Twin tragedies this week received remarkably different responses from Western media: suspected gas attacks in Syria received full court press and resulted in President Donald Trump launching U.S. cruise missiles into Syria. Meanwhile, in northern Egypt on Sunday, two suicide bombers struck two Christian Coptic churches in Alexandria, killing at least 44 people and transforming Palm Sunday services into blood-filled scenes of death and destruction.
Islamic State bombers took responsibility for the attacks against St. George’s church in Tanta and St. Mark’s Church in Alexandria.
“There was a huge explosion in the hall. Fire and smoke filled the room and the injuries were extremely severe. I saw the intestines of those injured and legs severed entirely from their bodies,” Vivian Fareeg reported to Reuters.
As I previously pointed out, the use of nerve agents in Syria doesn’t somehow make those particular deaths more horrific, nor does one specific weapon necessitate U.S. involvement, especially after 12 million displaced Syrians and the worst refugee crisis since World War II did not.

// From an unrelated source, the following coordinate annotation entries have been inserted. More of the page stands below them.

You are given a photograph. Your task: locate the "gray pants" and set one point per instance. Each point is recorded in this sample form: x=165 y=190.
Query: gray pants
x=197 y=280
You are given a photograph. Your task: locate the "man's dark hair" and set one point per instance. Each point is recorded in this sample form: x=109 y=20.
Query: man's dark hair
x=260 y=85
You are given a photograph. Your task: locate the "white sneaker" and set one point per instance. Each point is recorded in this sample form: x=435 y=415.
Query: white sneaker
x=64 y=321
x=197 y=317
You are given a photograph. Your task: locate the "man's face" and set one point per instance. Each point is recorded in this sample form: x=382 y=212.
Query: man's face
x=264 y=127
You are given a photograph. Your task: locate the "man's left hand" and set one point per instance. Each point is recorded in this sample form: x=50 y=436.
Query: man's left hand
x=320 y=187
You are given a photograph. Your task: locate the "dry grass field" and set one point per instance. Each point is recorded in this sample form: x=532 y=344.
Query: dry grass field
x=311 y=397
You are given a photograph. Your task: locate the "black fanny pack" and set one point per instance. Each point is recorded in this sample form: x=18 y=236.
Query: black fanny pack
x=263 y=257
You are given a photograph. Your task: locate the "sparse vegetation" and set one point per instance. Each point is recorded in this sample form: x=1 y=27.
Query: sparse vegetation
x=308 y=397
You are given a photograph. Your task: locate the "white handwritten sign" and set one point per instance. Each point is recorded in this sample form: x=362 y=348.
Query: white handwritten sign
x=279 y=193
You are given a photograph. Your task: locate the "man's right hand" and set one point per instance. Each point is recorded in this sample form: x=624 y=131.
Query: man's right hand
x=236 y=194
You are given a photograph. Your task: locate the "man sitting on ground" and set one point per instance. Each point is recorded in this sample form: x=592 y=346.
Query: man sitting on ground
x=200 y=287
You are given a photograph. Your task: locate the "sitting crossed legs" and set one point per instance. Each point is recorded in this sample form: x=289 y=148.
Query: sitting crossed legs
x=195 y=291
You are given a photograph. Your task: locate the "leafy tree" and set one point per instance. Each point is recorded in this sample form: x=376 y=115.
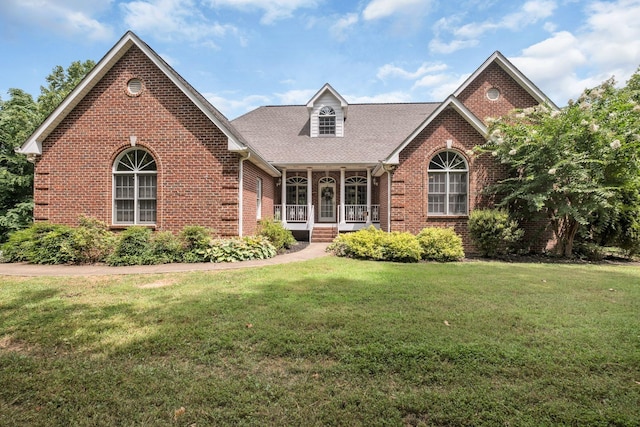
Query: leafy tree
x=60 y=83
x=19 y=117
x=572 y=164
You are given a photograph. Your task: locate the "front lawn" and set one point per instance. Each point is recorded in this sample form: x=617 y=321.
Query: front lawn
x=326 y=342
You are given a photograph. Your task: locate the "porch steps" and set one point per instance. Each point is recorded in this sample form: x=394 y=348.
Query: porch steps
x=324 y=234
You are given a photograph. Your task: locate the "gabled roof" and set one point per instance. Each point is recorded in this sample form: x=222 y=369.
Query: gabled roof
x=450 y=102
x=327 y=88
x=33 y=145
x=499 y=59
x=281 y=133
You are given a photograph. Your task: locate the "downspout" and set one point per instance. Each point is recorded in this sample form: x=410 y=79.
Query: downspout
x=243 y=156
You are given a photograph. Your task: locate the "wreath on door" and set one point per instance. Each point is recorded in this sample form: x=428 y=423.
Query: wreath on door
x=327 y=194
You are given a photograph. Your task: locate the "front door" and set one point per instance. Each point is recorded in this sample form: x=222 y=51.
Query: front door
x=327 y=200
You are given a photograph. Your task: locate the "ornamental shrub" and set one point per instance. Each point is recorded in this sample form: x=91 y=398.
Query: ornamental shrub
x=493 y=232
x=378 y=245
x=42 y=243
x=440 y=244
x=195 y=240
x=92 y=241
x=133 y=247
x=274 y=231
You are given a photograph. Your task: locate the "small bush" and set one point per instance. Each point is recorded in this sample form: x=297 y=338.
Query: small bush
x=92 y=241
x=240 y=249
x=42 y=243
x=195 y=240
x=132 y=248
x=375 y=244
x=440 y=244
x=493 y=232
x=165 y=248
x=280 y=237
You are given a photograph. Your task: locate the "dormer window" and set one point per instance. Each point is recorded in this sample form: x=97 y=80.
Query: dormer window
x=327 y=121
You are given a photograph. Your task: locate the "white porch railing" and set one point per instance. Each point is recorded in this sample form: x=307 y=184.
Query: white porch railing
x=360 y=213
x=351 y=213
x=293 y=213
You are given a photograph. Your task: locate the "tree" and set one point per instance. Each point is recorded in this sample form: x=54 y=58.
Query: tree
x=60 y=84
x=572 y=164
x=19 y=117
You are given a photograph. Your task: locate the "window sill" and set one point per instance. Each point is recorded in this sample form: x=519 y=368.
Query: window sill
x=125 y=226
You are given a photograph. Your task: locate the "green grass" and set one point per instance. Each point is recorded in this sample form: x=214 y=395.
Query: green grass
x=326 y=342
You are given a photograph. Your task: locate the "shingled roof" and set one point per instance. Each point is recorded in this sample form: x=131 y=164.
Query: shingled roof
x=372 y=131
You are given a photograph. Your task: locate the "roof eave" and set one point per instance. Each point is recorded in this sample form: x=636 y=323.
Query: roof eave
x=450 y=102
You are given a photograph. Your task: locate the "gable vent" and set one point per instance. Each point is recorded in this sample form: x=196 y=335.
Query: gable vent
x=134 y=87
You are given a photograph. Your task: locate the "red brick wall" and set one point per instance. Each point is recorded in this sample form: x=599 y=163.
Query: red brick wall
x=409 y=204
x=512 y=95
x=250 y=201
x=197 y=175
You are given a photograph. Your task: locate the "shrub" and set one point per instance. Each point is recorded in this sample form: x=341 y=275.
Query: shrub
x=133 y=247
x=195 y=240
x=440 y=244
x=42 y=243
x=401 y=247
x=280 y=237
x=92 y=241
x=493 y=232
x=240 y=249
x=375 y=244
x=165 y=248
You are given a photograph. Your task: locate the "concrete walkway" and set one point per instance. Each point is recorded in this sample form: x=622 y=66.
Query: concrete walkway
x=313 y=250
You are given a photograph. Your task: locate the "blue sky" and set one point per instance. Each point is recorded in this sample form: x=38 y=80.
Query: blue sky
x=241 y=54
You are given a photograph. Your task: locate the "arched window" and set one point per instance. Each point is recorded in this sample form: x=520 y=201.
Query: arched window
x=135 y=188
x=355 y=188
x=448 y=177
x=327 y=121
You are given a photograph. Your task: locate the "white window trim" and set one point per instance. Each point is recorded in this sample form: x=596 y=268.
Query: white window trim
x=136 y=172
x=259 y=198
x=447 y=170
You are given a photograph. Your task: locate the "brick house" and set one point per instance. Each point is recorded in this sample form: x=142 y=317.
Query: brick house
x=135 y=143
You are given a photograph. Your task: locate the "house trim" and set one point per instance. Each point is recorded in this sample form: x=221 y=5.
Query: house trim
x=510 y=69
x=450 y=102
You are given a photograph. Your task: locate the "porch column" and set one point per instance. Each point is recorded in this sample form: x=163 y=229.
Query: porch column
x=310 y=218
x=283 y=198
x=342 y=191
x=369 y=196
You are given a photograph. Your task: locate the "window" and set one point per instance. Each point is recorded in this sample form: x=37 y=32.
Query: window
x=134 y=188
x=327 y=121
x=448 y=184
x=259 y=198
x=355 y=190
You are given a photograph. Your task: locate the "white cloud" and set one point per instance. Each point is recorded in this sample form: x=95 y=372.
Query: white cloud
x=378 y=9
x=73 y=18
x=169 y=19
x=273 y=9
x=438 y=46
x=342 y=25
x=233 y=107
x=468 y=35
x=565 y=64
x=389 y=97
x=296 y=97
x=390 y=70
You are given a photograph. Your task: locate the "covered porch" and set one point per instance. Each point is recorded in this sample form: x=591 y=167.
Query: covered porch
x=341 y=198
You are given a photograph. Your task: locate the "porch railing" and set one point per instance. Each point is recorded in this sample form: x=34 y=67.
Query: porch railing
x=360 y=213
x=352 y=213
x=292 y=213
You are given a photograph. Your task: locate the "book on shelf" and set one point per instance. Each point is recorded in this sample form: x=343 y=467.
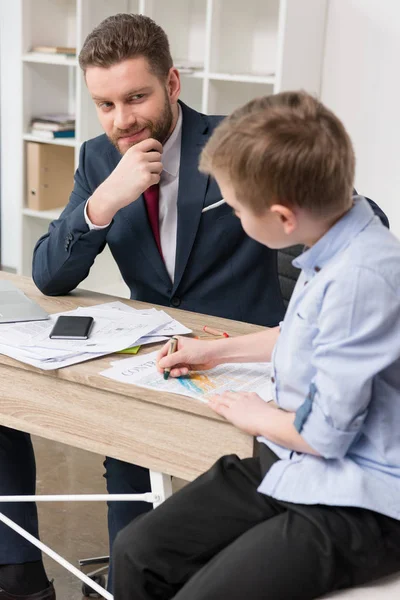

We desperately need a cohesive strategy in the Middle East that challenges and weeds out Islamist extremism, an idea largely funded and exported by Saudi Arabia. Ideas can’t be bombed out of existence.
Thus the U.S. needs more than a photo-op of the president acting ‘decisively;’ engaging in a trigger-happy policy designed to earn him plaudits from media and defense contractors. Will we continue to allow our erstwhile ‘ally’ Saudi Arabia to fund Islamic State agents and destabilize the region? What is the end game in Syria, in Egypt and in the Middle East generally?